В последний раз взглянул я свыше
В мое высокое окно:
Увидел солнце, небо, крыши
И города морское дно.
И странно мне открылась новой,
В тот полный и мгновенный миг,
Вся жизнь толпы многоголовой,
Заботы вспененный родник.
И я — в слезах, что снова, снова
Душе открылся мир другой,
Бегу от пышного алькова,
Безумный, вольный и нагой!

Август — октябрь 1901

Работа («Здравствуй, тяжкая работа…»)

Здравствуй, тяжкая работа,
Плуг, лопата и кирка!
Освежают капли пота,
Ноет сладостно рука!
Прочь венки, дары царевны,
Упадай порфира с плеч!
Здравствуй, жизни повседневной
Грубо кованная речь!
Я хочу изведать тайны
Жизни мудрой и простой.
Все пути необычайны,
Путь труда, как путь иной.
В час, когда устанет тело
И ночлегом будет хлев, —
Мне под кровлей закоптелой
Что приснится за напев?
Что восстанут за вопросы,
Опьянят что за слова
В час, когда под наши косы
Ляжет влажная трава?
А когда, и в дождь и в холод,
Зазвенит кирка моя,
Буду ль верить, что я молод,
Буду ль знать, что силен я?

Июль 1901

Мечтание

О, неужели день придет,
И я в слезах и умиленьи
Увижу этот небосвод
Как верный круг уединенья.
Пойду в поля, пойду в леса
И буду там везде один я,
И будут только небеса
Друзьями счастья и унынья!
Мне ненавистна комнат тишь,
Мне тяжело входить под кровлю.
Люблю простор, люблю камыш,
Орла, летящего на ловлю.
Хочу дождя, хочу ветров,
И каждый день — менять жилище!
Упасть бессильным в тяжкий ров,
Среди слепцов бродить, как нищий.
Меж ними, где навис забор,
Я разделю их братский ужин,
А ночью встретит вольный взор
Лишь глубину да сеть жемчужин.
Случайный гость в толпе любой,
Я буду дорог, хоть и странен,
Смешон невольной похвальбой,
Но вечной бодростью желанен.
И женщина — подруга дня —
Ко мне прильнет, дрожа, ревнуя,
Не за стихи любя меня,
А за безумство поцелуя!

1900–1901

Искатель

О прекрасная пустыня!

Прими мя в свою густыню.

Народный стих
Пришел я в крайние пустыни,
Брожу в лесах, где нет путей,
И долго мне не быть отныне
Среди ликующих людей!
За мной — последняя просека,
В грозящей чаще нет следа.
В напевы птиц зов человека
Здесь не врывался никогда.
Что я увижу?
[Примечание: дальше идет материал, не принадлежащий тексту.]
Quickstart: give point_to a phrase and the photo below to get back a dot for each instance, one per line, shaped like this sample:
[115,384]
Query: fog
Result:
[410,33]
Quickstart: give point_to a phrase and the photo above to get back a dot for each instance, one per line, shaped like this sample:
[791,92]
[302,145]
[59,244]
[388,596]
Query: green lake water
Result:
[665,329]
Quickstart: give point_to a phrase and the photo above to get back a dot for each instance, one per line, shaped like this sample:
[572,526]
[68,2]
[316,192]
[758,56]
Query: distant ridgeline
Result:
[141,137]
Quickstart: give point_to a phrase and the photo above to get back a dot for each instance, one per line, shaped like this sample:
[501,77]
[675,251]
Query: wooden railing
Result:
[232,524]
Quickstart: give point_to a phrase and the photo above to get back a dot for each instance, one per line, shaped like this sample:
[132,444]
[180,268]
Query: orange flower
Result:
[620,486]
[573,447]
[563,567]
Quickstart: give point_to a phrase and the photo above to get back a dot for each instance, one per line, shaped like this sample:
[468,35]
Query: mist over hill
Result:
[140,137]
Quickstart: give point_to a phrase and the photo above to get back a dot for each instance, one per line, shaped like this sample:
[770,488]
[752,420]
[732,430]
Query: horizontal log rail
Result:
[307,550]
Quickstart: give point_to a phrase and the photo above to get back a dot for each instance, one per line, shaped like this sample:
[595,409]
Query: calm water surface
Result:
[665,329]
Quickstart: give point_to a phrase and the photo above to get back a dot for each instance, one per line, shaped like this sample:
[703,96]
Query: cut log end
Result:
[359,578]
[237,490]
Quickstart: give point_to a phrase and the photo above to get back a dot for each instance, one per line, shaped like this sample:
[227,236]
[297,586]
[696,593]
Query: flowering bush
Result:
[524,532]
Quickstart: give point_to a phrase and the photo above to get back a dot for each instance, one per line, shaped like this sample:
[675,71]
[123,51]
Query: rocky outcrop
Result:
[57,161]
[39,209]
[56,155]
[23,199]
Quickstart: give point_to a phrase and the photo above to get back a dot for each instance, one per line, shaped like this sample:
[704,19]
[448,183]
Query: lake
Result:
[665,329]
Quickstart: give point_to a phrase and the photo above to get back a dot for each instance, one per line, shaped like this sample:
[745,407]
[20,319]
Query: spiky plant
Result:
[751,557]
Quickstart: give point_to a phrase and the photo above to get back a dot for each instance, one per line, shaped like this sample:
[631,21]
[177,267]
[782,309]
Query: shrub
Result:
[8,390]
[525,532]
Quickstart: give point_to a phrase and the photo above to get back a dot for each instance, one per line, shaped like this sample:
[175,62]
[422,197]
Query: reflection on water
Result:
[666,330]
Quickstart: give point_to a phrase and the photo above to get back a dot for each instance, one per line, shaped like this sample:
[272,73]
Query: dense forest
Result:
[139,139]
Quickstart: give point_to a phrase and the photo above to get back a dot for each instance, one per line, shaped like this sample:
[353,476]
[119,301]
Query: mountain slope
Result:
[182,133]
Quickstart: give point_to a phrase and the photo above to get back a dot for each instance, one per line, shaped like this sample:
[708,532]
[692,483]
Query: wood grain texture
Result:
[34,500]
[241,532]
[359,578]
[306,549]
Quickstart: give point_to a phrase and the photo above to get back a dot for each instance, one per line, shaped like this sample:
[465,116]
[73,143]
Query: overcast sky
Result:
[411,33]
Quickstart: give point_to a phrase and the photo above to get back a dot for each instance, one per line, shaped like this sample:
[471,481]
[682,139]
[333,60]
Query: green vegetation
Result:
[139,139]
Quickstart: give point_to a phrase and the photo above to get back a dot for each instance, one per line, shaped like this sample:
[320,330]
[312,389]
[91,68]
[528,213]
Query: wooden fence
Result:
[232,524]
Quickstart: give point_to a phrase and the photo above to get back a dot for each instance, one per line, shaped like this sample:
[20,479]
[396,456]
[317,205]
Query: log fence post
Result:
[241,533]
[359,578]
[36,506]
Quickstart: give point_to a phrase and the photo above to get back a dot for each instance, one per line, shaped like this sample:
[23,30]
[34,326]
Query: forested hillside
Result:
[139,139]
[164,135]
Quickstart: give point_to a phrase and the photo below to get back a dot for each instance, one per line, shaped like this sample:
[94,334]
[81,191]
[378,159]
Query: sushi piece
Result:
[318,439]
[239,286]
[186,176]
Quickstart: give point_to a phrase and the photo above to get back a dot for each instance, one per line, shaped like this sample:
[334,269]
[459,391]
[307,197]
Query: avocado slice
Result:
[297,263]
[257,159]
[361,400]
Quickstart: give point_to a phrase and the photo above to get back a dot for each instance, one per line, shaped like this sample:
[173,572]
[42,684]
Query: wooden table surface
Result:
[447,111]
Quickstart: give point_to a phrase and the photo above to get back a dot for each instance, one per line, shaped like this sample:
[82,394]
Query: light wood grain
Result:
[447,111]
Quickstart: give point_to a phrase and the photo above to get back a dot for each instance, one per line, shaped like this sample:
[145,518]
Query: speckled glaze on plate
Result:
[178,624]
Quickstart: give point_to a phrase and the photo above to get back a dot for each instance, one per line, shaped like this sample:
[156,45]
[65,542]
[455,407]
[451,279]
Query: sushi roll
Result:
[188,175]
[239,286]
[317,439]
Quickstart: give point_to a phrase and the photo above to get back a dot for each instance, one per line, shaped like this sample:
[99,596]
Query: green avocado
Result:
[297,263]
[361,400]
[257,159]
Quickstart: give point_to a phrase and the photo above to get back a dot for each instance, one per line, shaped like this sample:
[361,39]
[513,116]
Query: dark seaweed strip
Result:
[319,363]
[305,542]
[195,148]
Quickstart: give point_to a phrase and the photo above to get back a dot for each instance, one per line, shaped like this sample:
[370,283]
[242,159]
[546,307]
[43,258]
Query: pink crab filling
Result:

Что узнаю?
Как примут тишину мечты?
Как будут радоваться маю,
Встречая странные цветы?
Быть может, на тропах звериных,
В зеленых тайнах одичав,
Навек останусь я в лощинах
Впивать дыханье жгучих трав.
Быть может, заблудясь, устану,
Умру в траве под шелест змей,
И долго через ту поляну
Не перевьется след ничей.
А может, верен путь, и вскоре
Настанет невозможный час,
И минет лес — и глянет море
В глаза мне миллионом глаз,

30 сентября 1902

Нить Ариадны

Вперяю взор, бессильно жадный:
Везде кругом сырая мгла.
Каким путем нить Ариадны
Меня до бездны довела?
Я помню сходы и проходы,
И зал круги, и лестниц винт,
Из мира солнца и свободы
Вступил я, дерзкий, в лабиринт.
В руках я нес клубок царевны,
Я шел и пел; тянулась нить.
Я счастлив был, что жар полдневный
В подземной тьме могу избыть.
И, видев странные чертоги
И посмотрев на чудеса,
Я повернул на полдороге,
Чтоб выйти вновь под небеса,
Чтоб после тайн безлюдной ночи
Меня ласкала синева,
Чтоб целовать подругу в очи,
Прочтя заветные слова…
И долго я бежал по нити
И ждал: пахнет весна и свет.
Но воздух был все ядовитей
И гуще тьма… Вдруг нити — нет.
И я один в беззвучном зале.
Мой факел пальцы мне обжег.
Завесой сумерки упали.
В бездонном мраке нет дорог.
Я, путешественник случайный,
На подвиг трудный обречен.
Мстит лабиринт! Святые тайны
Не выдает пришельцам он.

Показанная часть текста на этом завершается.